Après Jeune femme, son beau premier film, Léonor Saraille signe un second long-métrage encore plus ambitieux, portrait d’une famille immigrée originaire de Côte d’Ivoire sur plusieurs dizaines d’années. A la façon du Boyhood de Richard Linklater mais dans un contexte on ne peut plus français, on voit grandir ce “petit frère” de la fin des années 80 à aujourd’hui. Il ne deviendra le personnage central qu’en fin de film, lorsqu’il sera devenu enseignant (magnifique Ahmed Sylla).

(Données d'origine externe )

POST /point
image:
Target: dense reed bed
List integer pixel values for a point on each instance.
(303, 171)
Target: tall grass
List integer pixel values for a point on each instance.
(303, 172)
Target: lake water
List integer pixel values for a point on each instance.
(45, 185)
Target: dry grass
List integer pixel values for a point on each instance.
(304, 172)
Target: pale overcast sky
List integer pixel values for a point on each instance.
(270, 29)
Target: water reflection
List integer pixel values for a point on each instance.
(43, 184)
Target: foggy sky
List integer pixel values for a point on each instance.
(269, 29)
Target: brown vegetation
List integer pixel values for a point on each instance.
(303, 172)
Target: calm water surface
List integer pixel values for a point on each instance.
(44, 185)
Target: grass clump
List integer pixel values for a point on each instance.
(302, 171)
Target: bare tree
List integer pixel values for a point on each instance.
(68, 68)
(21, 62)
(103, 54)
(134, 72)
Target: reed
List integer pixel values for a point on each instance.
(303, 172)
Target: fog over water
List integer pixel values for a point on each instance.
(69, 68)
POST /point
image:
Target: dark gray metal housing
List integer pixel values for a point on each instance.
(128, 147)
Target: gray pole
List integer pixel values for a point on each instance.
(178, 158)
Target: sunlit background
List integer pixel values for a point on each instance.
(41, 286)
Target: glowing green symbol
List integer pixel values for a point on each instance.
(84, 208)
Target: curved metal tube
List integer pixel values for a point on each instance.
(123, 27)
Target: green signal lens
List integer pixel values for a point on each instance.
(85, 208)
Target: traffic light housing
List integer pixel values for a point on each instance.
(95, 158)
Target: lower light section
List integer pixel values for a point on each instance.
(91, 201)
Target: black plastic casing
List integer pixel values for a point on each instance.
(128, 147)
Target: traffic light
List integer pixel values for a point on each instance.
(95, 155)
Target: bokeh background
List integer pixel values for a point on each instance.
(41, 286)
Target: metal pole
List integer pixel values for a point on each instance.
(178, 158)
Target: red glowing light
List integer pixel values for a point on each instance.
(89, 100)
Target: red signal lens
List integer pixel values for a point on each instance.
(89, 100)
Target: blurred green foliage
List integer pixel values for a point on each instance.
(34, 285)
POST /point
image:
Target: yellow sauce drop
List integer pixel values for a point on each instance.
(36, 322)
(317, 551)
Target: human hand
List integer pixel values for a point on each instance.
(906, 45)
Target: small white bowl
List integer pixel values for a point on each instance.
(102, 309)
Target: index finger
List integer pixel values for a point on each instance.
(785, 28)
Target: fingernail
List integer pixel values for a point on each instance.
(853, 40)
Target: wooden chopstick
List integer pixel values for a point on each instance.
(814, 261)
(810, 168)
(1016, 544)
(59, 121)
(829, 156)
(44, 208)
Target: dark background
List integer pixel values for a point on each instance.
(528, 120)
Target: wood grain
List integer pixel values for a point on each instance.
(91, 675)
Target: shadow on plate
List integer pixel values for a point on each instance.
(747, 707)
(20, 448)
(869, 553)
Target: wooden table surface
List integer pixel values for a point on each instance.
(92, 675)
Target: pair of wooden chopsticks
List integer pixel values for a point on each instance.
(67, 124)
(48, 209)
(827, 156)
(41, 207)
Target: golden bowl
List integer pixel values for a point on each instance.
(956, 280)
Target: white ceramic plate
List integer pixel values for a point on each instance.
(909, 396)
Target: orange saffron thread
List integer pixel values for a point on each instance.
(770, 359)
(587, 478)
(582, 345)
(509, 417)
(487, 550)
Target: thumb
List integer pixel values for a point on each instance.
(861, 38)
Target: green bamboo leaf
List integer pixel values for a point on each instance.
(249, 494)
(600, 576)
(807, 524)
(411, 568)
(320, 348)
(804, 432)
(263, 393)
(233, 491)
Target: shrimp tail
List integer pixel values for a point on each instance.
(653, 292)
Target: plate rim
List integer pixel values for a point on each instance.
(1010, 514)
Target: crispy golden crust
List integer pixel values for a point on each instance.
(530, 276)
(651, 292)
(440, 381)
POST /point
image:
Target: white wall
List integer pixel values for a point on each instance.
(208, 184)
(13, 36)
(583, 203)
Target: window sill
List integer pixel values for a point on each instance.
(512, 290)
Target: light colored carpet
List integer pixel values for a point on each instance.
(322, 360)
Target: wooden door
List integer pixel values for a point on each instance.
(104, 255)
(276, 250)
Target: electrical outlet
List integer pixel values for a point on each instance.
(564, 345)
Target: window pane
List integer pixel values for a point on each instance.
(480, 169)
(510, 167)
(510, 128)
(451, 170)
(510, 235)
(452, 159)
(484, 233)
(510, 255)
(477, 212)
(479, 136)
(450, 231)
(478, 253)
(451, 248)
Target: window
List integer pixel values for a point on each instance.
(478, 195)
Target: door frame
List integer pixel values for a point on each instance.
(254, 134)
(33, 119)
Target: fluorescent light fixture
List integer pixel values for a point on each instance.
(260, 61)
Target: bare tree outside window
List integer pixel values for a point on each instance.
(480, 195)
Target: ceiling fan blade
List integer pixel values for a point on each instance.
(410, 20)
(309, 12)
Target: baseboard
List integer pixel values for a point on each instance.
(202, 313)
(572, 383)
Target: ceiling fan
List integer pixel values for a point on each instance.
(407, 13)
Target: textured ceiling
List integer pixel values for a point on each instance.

Léonor Saraille ose faire un film choral sur celui qui est resté à l’ombre d’une mère courage parfois écrasante (extraordinaire Annabelle Lengronne, lumineuse et combative, obsédée par une réussite factice pour son fils) et d’un frère délinquant. C’est le prix de l’émancipation familiale et sociale qu’elle filme, cette quête d’une “joie sans cause” dont parle Flaubert à l’école, qui ne peut s’acquérir que par une forme d’éloignement à l’intérieur même de la famille.

Ahmed Sylla, le petit frère devenu grand.

Quand sa mère veut encore s’occuper de sa coupe de cheveux ou de son mariage, son enfant devenu grand lui répondra simplement : “c’est pas prévu”. Ce beau film sera resté attentif tout du long à ces petits riens qui font la riche humanité des gens ordinaires, désormais capables de la véhiculer autour d’eux. “C’est pas rien, un petit frère” finira-t-il par lire comme une reconnaissance tardive de sa place à l’intérieur du foyer. Magnifique.

Un petit frère de Léonor Saraille (Fr, 1h56) avec Annabelle Lengronne, Stéphane Bak, Ahmed Sylla, Kenzo Sambin, Laetitia Dosch, Jean-Christophe FollySortie le 1er février.